Regularization is used during training to control overfitting. For this you use the regularized cost.

Once you have fit the model, now you just want to measure how well it works.

For this you use the unregularized cost. This is because now you do not want to include the additional penalties based on the weight values.


Hello @syedaskarimuslim,

As Tom explained, we need to be aware that there are two stages - a training stage and an evaluation stage. Your question focused on the former while the slide on the latter - at least this is what I got from watching the lecture, but if the lecture said anything which made you think otherwise, please share the exact time mark in the video and I will watch it again.



Refer Course-2, Week-3, Video titled “Evaluating a model”, timestamp: 5:35".


Thanks, @syedaskarimuslim. I have watched between 5:35 to 6:35 again.

In the training stage, exactly when we are applying gradient descent, we use the cost function that includes the regularization term on the training set.

In the evaluation stage when we are not thinking about gradient descent at all, we use the cost function without the regularization on both the training and the test set.

DIsagree with or unclear about anything that I said above?



Hi there,

in addition to the excellent replys of my fellow mentors:

The training data set is just pure data. When training the model (=fitting parameters), we optimize:

  • the model fit to the training data so that a good performance is reached on training data
  • and steer the complexity of the model with regularization

Afterwards we are done with training and there is nothing more to regularise at this point.

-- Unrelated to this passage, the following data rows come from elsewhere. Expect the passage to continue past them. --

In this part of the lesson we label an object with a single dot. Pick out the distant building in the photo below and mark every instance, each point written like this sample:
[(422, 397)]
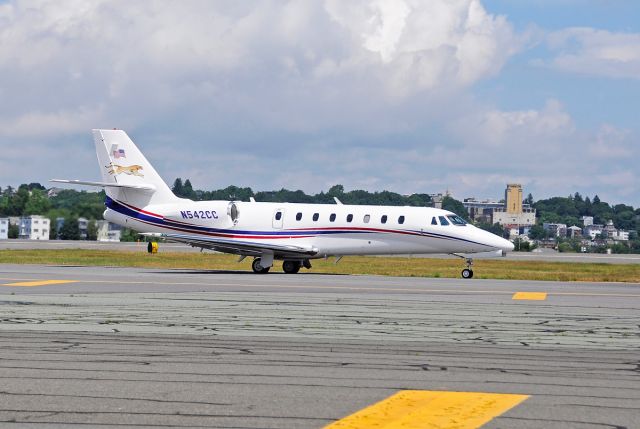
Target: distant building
[(33, 228), (4, 228), (512, 213), (481, 211), (513, 198), (555, 229), (574, 232), (83, 224), (108, 231), (593, 231), (620, 235), (587, 220)]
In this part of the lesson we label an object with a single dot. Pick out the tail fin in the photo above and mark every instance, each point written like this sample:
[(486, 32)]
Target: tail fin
[(122, 163)]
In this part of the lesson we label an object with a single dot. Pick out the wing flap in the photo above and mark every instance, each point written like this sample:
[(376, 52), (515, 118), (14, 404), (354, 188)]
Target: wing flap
[(240, 247), (141, 187)]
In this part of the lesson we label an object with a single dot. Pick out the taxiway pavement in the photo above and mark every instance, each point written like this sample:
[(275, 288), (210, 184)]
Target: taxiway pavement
[(150, 348)]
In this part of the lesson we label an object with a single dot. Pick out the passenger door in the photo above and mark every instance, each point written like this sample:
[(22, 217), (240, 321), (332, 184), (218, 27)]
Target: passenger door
[(278, 217)]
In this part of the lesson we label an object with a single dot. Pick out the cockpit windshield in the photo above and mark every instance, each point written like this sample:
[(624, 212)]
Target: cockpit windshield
[(443, 221), (457, 220)]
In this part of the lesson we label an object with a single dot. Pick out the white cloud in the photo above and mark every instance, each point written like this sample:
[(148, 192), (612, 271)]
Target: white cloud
[(301, 94), (596, 52)]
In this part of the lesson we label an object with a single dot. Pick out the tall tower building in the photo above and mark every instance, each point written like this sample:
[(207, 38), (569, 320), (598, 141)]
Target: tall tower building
[(513, 198)]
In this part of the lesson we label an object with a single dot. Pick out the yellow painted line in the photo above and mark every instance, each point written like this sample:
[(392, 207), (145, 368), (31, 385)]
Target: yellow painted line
[(423, 409), (531, 296), (40, 283), (391, 288)]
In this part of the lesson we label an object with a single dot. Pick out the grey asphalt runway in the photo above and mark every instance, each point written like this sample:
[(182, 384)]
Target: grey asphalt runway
[(547, 255), (114, 347)]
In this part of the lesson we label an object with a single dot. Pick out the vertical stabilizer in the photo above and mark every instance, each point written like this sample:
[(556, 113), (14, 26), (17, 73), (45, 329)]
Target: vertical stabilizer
[(122, 162)]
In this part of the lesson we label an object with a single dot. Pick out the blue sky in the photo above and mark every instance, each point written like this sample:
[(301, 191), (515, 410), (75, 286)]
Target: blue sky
[(405, 95)]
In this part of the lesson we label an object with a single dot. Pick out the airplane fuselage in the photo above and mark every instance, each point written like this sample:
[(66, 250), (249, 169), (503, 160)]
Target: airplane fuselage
[(326, 229)]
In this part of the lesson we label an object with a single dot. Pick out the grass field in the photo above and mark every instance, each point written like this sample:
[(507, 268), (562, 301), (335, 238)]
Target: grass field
[(359, 265)]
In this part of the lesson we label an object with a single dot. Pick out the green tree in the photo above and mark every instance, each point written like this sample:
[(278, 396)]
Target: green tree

Then we just test how good the training was with respect to reality and new data which the model did not see before. Therefore, we provide the model with a unseen test set. Now we can evaluate how well the model performs on this new test set.

So simplified we can say:

  • if the model performs clearly worse compared to the performance on the training data, this indicates overfitting and this means that model complexity was potentially too high (which we were steering in the training with regularization) given the available data

  • if performance of the model on the new test set is comparable with the performance of the model on the training data and this suits your business requirements, this is a good sign, that regularization was effective and you could prevent overfitting, by keeping the model complexity in a state, where the model can generalise well (and does not overestimate noise too much)

Here more info, which also touches upon the validation data set: https://community.deeplearning.ai/t/regular-math-s-vs-ml/250791/2

Hope that helps!

Best regards


I think the confusion is to when exactly we use Regularization; let’s consider this from Ordinary Least Square Regression (OLS) closed form solution point of view.

In order to calculate weights (coefficients) in OLS we can use Normal Equation as follows w = XTX_inv.dot(X.T).dot(y), where:
X: training matrix of Features
y: training vector of Target values
XTX: X.T.dot(X), (a.k.a Gram Matrix, where T represents Matrix Transpose)
XTX_inv: Inverse of Gram Matrix

We can now use these coefficients to make predictions using the testing set: X_test.dot(w)

Now let’s Introduce regularization, everything from above applies except Gram Matrix is now:
XTX: X.T.dot(X) + alpha * np.eye(XTX.shape[0]), where alpha controls strength of regularization (0 = OLS)

So it’s the fitting stage (either using Closed form or GD), after which coefficients are being calculated, is where regularization takes place. Once we have final weights them we can proceed with predictions using testing set.